Here’s where the “tradecraft”–the cloak & dagger passing of secrets, as described in the novels of le Carre & Deighton–comes in. The message has a better chance of slipping past the censor if it is encrypted. Freud described two common forms of encryption: displacement & condensation. In dreams, actors rarely appear as themselves [except, like Hitchcock, for brief cameos]. So where do the characters come from? And, for that matter, where do the plotlines come from? Often, from current events, mass media, and the dreamer’s daily routine. Freud called this Day Residue. In his dream decoding algorithm, Day Residue is “subtracted” from the Manifest Content of the dream; and the remaining images (especially the odd ones) are assumed to be displacements or condensations of two (or more) images, which need to be deconstructed, for the dream’s Latent Content to be discovered. Got all that?
Let’s use a dream I had in graduate school, to practice decryption. “I have just come out of the 72nd Street subway station and am waiting to cross to the East, but there is traffic from both Broadway & Amsterdam Avenue. I don’t have time to wait for a ‘walk’ sign, so I intend to jay-walk, when there is a lull in traffic. Here comes a furry limousine, moving very slowly.

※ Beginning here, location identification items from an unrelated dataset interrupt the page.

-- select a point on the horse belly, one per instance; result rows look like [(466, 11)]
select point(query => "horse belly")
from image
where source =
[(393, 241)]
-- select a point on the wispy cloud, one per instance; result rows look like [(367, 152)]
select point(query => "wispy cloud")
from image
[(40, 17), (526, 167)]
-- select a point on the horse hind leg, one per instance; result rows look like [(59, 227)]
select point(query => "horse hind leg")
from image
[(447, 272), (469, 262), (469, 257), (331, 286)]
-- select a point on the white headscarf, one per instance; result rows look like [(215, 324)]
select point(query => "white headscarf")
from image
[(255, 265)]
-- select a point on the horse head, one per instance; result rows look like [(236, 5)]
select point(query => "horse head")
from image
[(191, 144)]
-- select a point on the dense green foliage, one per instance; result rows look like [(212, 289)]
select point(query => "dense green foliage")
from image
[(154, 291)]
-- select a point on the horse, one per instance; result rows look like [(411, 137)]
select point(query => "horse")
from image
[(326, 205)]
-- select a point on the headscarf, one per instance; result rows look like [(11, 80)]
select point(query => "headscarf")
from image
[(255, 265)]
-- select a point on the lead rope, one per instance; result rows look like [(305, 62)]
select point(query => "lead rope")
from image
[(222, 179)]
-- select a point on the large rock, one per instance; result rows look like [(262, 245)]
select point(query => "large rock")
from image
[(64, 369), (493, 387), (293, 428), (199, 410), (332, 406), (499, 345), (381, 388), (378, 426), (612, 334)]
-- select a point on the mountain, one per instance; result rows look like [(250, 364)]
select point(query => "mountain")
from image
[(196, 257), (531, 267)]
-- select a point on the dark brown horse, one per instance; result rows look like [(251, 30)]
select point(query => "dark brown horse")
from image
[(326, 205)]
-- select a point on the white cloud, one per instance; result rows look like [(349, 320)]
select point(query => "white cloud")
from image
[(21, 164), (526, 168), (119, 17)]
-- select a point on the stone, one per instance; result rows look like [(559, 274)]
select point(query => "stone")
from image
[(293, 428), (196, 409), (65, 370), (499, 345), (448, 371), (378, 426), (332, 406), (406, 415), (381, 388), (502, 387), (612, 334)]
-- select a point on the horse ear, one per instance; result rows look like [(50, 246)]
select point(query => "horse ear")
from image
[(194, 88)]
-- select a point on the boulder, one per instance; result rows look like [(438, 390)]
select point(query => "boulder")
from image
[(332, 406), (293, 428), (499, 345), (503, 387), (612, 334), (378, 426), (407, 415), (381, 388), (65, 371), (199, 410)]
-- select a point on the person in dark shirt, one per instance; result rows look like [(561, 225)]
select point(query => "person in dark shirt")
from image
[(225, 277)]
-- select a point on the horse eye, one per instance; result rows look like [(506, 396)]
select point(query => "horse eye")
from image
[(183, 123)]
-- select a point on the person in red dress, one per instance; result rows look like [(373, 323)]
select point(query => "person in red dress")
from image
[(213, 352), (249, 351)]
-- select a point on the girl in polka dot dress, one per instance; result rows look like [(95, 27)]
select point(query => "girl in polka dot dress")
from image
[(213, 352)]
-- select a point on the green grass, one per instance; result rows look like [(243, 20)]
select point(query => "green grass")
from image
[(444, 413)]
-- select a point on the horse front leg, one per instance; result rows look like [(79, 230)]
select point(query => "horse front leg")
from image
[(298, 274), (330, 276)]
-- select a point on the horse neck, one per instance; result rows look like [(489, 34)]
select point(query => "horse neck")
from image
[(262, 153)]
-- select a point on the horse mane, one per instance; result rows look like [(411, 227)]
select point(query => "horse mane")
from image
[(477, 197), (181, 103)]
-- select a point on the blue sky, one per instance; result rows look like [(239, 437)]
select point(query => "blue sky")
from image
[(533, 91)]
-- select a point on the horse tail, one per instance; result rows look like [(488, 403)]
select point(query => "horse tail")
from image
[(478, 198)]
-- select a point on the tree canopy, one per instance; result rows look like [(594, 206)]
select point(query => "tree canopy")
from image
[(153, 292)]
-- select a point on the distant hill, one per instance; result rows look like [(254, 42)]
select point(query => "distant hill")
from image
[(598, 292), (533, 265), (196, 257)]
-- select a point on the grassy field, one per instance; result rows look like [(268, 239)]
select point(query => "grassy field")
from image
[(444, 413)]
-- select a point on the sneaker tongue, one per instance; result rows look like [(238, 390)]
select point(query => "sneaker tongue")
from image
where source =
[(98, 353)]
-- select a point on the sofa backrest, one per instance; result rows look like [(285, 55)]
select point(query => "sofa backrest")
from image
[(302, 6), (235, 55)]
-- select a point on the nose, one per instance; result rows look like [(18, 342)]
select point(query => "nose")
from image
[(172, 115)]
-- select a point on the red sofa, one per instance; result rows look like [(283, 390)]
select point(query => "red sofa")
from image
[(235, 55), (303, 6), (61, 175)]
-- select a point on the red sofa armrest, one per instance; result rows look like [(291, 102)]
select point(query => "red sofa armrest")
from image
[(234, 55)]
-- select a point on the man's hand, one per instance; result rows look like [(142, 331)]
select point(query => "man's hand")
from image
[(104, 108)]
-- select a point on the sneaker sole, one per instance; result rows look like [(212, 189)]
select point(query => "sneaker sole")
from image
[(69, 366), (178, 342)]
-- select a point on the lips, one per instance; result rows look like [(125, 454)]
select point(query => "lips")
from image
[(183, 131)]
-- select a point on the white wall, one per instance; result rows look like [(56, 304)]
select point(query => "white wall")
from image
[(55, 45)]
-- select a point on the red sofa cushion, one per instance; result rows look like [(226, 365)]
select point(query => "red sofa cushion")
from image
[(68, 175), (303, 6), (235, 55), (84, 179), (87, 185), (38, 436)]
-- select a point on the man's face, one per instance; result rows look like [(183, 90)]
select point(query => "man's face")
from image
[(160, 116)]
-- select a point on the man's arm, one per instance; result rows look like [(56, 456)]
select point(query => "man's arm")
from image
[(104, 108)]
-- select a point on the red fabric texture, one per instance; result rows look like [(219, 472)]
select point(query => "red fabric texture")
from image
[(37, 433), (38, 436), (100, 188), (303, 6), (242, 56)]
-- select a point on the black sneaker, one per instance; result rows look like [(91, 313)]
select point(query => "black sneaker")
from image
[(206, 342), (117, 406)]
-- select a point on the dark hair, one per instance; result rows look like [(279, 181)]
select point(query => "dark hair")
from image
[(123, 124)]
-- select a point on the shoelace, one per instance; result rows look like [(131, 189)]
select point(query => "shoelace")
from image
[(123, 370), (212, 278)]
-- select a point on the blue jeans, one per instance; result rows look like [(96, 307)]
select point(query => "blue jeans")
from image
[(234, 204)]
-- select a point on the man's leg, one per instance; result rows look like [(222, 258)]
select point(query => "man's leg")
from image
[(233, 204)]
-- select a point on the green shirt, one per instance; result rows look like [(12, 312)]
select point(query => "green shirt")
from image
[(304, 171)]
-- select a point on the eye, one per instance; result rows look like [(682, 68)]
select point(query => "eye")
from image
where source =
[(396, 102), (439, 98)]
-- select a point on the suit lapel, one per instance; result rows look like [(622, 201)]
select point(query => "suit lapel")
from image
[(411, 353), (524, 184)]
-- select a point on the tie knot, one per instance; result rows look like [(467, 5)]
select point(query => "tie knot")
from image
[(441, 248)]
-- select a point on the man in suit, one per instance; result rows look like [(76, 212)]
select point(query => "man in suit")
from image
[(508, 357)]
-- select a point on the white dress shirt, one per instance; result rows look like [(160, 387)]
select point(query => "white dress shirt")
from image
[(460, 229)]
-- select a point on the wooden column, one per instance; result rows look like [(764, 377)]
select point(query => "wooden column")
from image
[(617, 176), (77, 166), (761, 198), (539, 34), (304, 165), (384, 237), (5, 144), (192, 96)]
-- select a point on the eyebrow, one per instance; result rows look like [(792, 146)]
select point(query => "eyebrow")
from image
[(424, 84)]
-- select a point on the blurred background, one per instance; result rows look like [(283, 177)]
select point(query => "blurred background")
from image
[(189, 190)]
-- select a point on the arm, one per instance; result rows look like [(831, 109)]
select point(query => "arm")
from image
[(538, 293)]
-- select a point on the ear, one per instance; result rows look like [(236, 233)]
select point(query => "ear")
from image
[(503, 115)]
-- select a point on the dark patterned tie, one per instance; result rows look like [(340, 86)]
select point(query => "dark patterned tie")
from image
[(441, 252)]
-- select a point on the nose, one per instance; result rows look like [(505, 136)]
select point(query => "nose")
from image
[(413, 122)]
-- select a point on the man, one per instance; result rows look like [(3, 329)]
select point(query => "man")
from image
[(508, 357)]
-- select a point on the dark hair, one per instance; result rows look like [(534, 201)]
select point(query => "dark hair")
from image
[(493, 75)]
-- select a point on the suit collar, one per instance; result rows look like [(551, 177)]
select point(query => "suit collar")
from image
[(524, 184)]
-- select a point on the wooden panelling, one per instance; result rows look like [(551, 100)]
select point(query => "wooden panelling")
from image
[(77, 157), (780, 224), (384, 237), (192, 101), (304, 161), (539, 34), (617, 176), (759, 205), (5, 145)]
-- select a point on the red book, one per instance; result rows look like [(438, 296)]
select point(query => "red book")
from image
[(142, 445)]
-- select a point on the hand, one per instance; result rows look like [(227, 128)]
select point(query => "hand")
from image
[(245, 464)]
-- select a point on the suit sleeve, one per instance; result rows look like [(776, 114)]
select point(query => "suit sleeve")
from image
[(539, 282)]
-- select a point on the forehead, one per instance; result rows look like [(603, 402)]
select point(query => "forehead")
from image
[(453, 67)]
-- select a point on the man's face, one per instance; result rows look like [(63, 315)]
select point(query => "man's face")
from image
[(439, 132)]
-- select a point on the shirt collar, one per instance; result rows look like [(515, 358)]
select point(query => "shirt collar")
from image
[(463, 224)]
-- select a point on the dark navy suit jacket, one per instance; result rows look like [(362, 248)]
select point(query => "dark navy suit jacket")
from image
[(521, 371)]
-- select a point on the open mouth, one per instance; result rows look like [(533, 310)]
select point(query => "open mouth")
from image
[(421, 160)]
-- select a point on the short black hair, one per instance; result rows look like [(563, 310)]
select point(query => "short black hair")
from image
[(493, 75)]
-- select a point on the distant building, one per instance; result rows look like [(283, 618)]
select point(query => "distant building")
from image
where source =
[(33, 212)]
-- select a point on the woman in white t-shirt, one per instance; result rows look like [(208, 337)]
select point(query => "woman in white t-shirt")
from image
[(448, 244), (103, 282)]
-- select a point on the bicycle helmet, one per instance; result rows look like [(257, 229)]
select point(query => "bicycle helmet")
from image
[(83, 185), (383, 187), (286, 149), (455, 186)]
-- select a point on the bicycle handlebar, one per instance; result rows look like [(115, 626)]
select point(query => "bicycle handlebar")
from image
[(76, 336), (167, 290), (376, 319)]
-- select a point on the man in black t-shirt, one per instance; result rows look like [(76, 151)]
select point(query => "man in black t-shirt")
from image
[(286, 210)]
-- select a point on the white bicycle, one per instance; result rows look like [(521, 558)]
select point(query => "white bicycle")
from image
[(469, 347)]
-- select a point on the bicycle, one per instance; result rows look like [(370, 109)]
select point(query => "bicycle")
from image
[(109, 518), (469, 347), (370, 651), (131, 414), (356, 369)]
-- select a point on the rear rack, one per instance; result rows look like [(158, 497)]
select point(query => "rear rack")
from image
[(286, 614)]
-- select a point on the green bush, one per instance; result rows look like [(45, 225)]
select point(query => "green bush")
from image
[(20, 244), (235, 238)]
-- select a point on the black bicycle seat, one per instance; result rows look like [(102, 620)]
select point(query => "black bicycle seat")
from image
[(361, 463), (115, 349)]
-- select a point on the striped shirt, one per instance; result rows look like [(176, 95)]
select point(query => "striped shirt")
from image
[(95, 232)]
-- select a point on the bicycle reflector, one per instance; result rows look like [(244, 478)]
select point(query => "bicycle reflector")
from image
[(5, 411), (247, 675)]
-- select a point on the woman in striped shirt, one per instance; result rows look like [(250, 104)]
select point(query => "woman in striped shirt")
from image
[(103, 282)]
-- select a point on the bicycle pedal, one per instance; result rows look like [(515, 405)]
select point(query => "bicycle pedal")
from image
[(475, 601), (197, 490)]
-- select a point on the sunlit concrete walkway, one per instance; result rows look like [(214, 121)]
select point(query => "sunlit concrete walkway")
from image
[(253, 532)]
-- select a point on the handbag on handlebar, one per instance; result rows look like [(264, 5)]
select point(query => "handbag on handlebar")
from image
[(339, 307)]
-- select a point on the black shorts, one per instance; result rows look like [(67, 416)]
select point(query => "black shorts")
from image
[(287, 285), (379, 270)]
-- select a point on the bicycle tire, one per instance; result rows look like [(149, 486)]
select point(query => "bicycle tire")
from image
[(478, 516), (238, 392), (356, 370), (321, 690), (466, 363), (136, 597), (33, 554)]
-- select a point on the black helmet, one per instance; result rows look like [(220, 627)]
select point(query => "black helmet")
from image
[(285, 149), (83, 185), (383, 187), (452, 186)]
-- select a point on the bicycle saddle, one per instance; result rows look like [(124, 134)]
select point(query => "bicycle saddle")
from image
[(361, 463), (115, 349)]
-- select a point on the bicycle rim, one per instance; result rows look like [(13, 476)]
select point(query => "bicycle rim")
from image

I could definitely dart across in front of it…but I feel the need to reach out and touch it as it passes by.”
Day residue: That’s my real-life subway stop, my etoile of streets to cross, and my typical late-for-a-very-important-date mindset. What’s left, if we take that away?
Odd image: “Furry limousine, moving very slowly.” My free association: “Looked like a Cadillac. Hate them! Make me carsick. Grandparents always drove them. Why furry? This is Springtime. Who wears fur in the Spring? My maternal grandmother wears those weasels biting each other around her neck, even in mild weather. Why moving slowly? Like a hearse? ‘Reach out, reach out and touch someone’ is the current jingle for Bell long distance telephone.”
Latent content: I wish to call my grandmother, before she dies.
“BFD!” I hear you say. But, for complex tribal and power subtext reasons, I had been estranged from my grandmother for about 5 years. Still, having deconstructed a possible meaning for the dream, I went ahead and enacted the “latent wish,” and called her. [She mistook me for my sister, and mentioned she was feeling her end was nye; but when she realized she was talking to me, she back-peddled and hung up.] And, verily, she died later that week. No, I didn’t cause her death, or even really predict it. [She was in her 80s, after all.] I did allow a coded message from my Unconscious to affect my behavior regarding her; and I am very grateful that I did.
Next time you remember one of your dreams, why not see if you can decode it? You are not obliged to enact every “wish your heart makes”; but dreamwork (like wolf-work) often provides valuable “inside information,” to those brave enough to undertake it.